介绍概率应变疲劳试验法、评价模型和损伤随机演化机制方面的新进展。突破经典极大似然法在参考试验载荷之外的单试样限制，提出新的广义极大似然疲劳试验法。新发现随机循环应力—应变响应现象并建立其概率模型。新发展概率疲劳应变一寿命模型。概率模型参数由称为广义极大似然法的方法确定，在整体数据层面综合考虑数据分散性规律与样本量对概率评价的影响。考虑随机应力—应变关系反映“随机应变载荷”、随机应变—寿命关系揭示材料的“应变强度”，提出随机应变载荷—强度干涉恒幅可靠性模型，与Keciguliu的递推法结合可进行变幅和应变载荷谱下的可靠性分析，形成了应变疲劳可靠性理论和方法的新体系。
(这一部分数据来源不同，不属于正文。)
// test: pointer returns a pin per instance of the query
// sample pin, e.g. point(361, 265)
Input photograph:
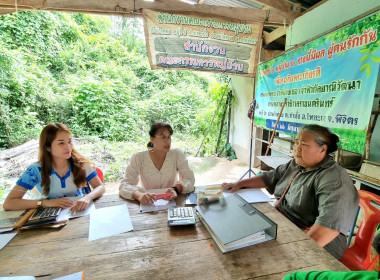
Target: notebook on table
point(233, 223)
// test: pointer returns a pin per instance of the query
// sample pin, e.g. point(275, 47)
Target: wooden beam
point(275, 34)
point(131, 7)
point(279, 5)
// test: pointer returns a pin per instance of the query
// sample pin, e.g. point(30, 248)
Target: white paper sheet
point(109, 221)
point(158, 205)
point(74, 276)
point(5, 238)
point(251, 195)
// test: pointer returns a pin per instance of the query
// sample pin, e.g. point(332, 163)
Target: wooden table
point(155, 251)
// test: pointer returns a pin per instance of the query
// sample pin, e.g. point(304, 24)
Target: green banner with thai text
point(201, 42)
point(330, 81)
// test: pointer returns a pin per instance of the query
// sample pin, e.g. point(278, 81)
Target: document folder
point(233, 223)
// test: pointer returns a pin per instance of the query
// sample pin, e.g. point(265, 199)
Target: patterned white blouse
point(175, 170)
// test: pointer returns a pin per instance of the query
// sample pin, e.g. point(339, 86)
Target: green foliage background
point(92, 73)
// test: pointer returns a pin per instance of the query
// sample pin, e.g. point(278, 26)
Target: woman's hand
point(62, 202)
point(145, 198)
point(81, 204)
point(173, 194)
point(233, 187)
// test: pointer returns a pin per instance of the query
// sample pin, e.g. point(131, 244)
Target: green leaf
point(364, 58)
point(364, 67)
point(376, 59)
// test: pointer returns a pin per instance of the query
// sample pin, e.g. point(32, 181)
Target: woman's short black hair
point(322, 136)
point(156, 127)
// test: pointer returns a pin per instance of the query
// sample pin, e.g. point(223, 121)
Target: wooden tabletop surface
point(155, 251)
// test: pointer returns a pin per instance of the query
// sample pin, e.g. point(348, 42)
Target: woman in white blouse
point(157, 168)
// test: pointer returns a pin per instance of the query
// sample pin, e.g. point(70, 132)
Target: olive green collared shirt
point(324, 195)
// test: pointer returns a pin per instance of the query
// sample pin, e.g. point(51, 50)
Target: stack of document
point(233, 223)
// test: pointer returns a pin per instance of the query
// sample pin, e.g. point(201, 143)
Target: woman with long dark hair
point(159, 167)
point(60, 172)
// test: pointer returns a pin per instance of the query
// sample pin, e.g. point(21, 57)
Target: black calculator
point(180, 216)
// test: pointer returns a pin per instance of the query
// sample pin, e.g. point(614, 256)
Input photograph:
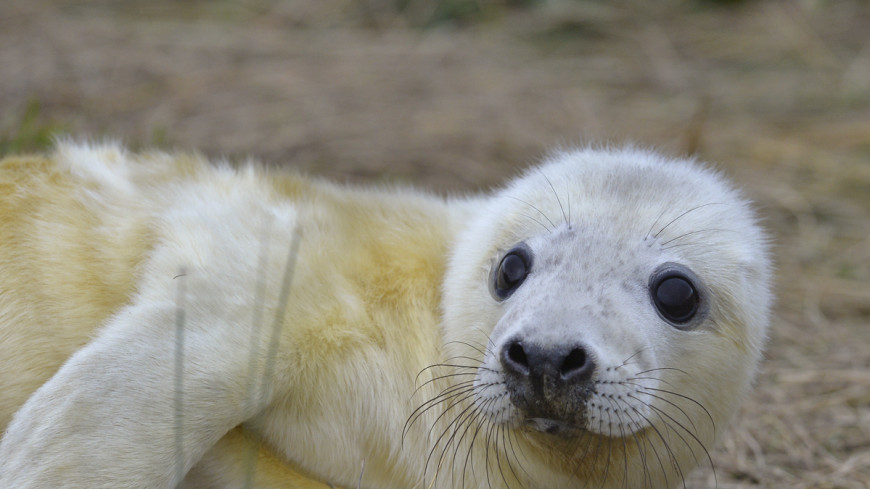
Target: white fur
point(362, 319)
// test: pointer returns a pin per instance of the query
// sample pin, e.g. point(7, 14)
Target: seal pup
point(595, 323)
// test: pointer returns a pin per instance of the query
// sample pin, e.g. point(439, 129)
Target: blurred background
point(457, 96)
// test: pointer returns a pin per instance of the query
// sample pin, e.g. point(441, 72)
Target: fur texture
point(166, 319)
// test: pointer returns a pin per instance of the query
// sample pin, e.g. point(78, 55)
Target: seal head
point(612, 307)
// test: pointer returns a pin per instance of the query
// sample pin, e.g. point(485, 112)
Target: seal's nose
point(569, 364)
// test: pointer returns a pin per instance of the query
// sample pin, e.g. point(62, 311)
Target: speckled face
point(574, 347)
point(614, 305)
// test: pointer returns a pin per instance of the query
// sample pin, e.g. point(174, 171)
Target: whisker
point(539, 211)
point(693, 209)
point(558, 200)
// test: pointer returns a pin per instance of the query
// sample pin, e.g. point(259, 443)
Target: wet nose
point(568, 364)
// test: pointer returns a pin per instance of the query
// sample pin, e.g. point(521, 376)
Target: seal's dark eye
point(511, 272)
point(675, 296)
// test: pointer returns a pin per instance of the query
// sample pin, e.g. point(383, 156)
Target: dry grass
point(776, 92)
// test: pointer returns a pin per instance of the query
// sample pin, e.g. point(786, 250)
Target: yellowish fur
point(163, 318)
point(71, 259)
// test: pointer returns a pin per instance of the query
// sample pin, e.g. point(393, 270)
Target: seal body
point(162, 319)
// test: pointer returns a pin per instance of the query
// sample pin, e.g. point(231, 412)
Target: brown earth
point(458, 95)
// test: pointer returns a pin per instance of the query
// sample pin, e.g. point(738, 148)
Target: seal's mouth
point(552, 427)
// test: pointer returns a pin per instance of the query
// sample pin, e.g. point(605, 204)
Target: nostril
point(577, 365)
point(514, 358)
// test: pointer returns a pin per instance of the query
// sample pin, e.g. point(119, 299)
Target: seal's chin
point(553, 427)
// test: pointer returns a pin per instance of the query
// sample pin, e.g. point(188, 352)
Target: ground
point(457, 95)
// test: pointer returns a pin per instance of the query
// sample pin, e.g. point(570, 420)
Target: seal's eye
point(675, 296)
point(511, 272)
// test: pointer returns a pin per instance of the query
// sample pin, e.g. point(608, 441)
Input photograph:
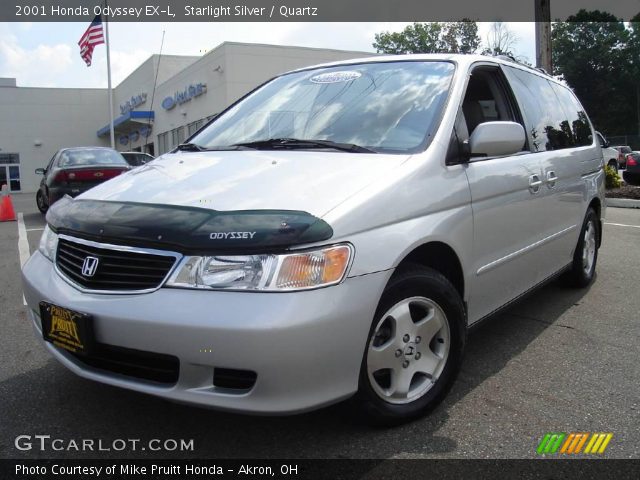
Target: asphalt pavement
point(561, 360)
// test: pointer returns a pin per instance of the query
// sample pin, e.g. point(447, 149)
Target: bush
point(612, 180)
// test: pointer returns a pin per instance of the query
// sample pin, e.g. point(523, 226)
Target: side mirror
point(492, 139)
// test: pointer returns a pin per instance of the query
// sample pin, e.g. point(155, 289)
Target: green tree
point(500, 40)
point(592, 52)
point(432, 37)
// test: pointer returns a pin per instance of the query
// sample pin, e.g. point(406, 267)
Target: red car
point(72, 171)
point(632, 174)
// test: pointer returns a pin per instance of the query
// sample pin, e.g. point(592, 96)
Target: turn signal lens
point(286, 272)
point(313, 269)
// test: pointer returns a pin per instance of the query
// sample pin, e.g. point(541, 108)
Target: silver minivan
point(332, 234)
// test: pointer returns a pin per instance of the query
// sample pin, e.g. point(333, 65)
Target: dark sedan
point(135, 159)
point(632, 174)
point(72, 171)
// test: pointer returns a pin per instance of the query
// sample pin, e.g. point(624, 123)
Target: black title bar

进一步根据有效短裂纹准则，揭示疲劳性能随机及演化性的本质原因源于主导有效短裂纹萌生区域及其裂尖区域微观结构扩展条件的差异及演化性；随机疲劳裂纹扩展、应变—寿命和应力—应变关系是3个关联的随机疲劳关系；疲劳损伤是一个由初始混沌状态，到独立无关的随机状态，然后到史相关随机状态的演化过程。

NEW ADVANCES OF THE STRAIN-BASED FATIGUE RELIABLITY THEORY AND METHODS

New advances are introduced in fatigue test method, assessment curves, and fatigue damage mechanism dealing the strain-based fatigue reliability theories and methods. From saving cost, a so-called general maximum likelihood test method is newly presented with a few of specimens to obtain the data for assessing the material random fatigue properties. The random cyclic stress-strain responses are found and its probabilistic model is established. At the same time, a new probabilistic model of random cyclic strain-life relations is also developed. These probabilistic models should be appropriately estimated by a so-called general maximum likelihood method in which both probabilistic effects of the scattered regularities of test data and the sampling size are taken into account on a sense of entire test data. From considerations of the random stress-strain relations deriving into a random cyclic strain load and the random strain-life relations reflecting the material cyclic strain strength, a cyclic strain load-strength interference model is derived to perform the reliability analysis under a constant cyclic straining. Combining the Kecocioglu's recurrence formula, the reliability analysis under conditions of variable cyclic strain amplitudes and spectrum can be made. These indicate that a new systematic reliability theory has been established. Further, a so-called effectively short fatigue crack criterion is applied to represent the fatigue damage mechanism. It is revealed that the intrinsic cause of random fatigue properties is the difference of the microstructural conditions in the initial zone and then the zones ahead of the dominant effectively fatigue crack, which result in the specimen failure. The three random relations of fatigue crack growth rates, cyclic stress/strain-lives, and cyclic stress-strains are relatively random relations. The fatigue damage is involving a process involving from an initial chaotic state, to an independent random state, and then to historically related random state.